The interaction of lifestyle and environmental factors with the well-studied predisposing genetic susceptibility is currently thought to trigger inflammatory bowel diseases (IBDs). Due to its mere size, its prominent presence at the inflamed intestinal sites, and its metabolic and immunological importance, the gut microbiome has been identified as a major disease-relevant intermediate phenotype and a potential driving factor of IBD development and its clinical course. IBDs develop progressively, i.e. microbial changes (dysbiosis) can be detected years before the onset of IBD with relatives of IBD patients being at particular risk for developing the disease through genetic and environmental proximity.
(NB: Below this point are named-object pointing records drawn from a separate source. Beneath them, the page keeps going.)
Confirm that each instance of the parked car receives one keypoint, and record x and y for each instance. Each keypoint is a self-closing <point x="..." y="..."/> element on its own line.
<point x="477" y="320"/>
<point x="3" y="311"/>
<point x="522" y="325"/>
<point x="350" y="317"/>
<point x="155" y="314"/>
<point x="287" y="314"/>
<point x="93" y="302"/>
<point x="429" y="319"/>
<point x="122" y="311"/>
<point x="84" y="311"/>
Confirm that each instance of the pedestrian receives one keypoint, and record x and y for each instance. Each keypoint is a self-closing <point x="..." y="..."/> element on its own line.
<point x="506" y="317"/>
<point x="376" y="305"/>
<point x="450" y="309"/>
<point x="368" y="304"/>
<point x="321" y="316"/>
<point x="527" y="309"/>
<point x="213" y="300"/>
It is assumed that dysregulated or inappropriate T cell reactions against otherwise harmless members of the microbiome play a central role for disease pathogenesis and/or chronification. However, which microbes are the targets of pathogenic T cell reactions and how these reactions develop is currently unknown. Patterns of gut microbiome dysbiosis in IBD patients are inconsistent among published studies and information on the magnitude and importance of early changes in the microbiome and the human immune system is still lacking.

Aims

We will perform standardized metagenomic analyses of biosamples from different time points and analyze potential disease-associated alterations of the T cell reaction against candidate microbes from members of our KINDRED (family) cohort for IBD (see Biobank Popgen for more details on the cohort).

We here aim:

• to identify genetic and non-genetic factors that shape the gut microbiome in IBD patients and their first-degree relatives,
• to analyze the function of the gut microbiome in IBD patients and their first-degree relatives over time,
• to identify disease-associated metabolites, microbial signatures, and patterns thereof, and
• to identify early changes in the immunological responses against candidate microbes.

Outlook

This project holds the potential to identify molecular signatures, microbial and metabolic biomarkers, or even antigens that predict and explain the clinical onset and disease course of IBD. We will accurately describe pre-clinical changes in the microbiome of high-risk individuals to improve the etiological understanding of subclinical disease forms. Direct analyses of the T cell reaction against selected candidate microbes will enable us to investigate the missing link between microbial dysbiosis and altered immune reactions. In a potential second RU funding phase our findings could be followed up by targeted intervention studies in at-risk individuals of the KINDRED cohort, additional integration and analyses of new onset cases, and by working further on the HLA-antigen and TCR candidates in order to identify novel targets for treatment.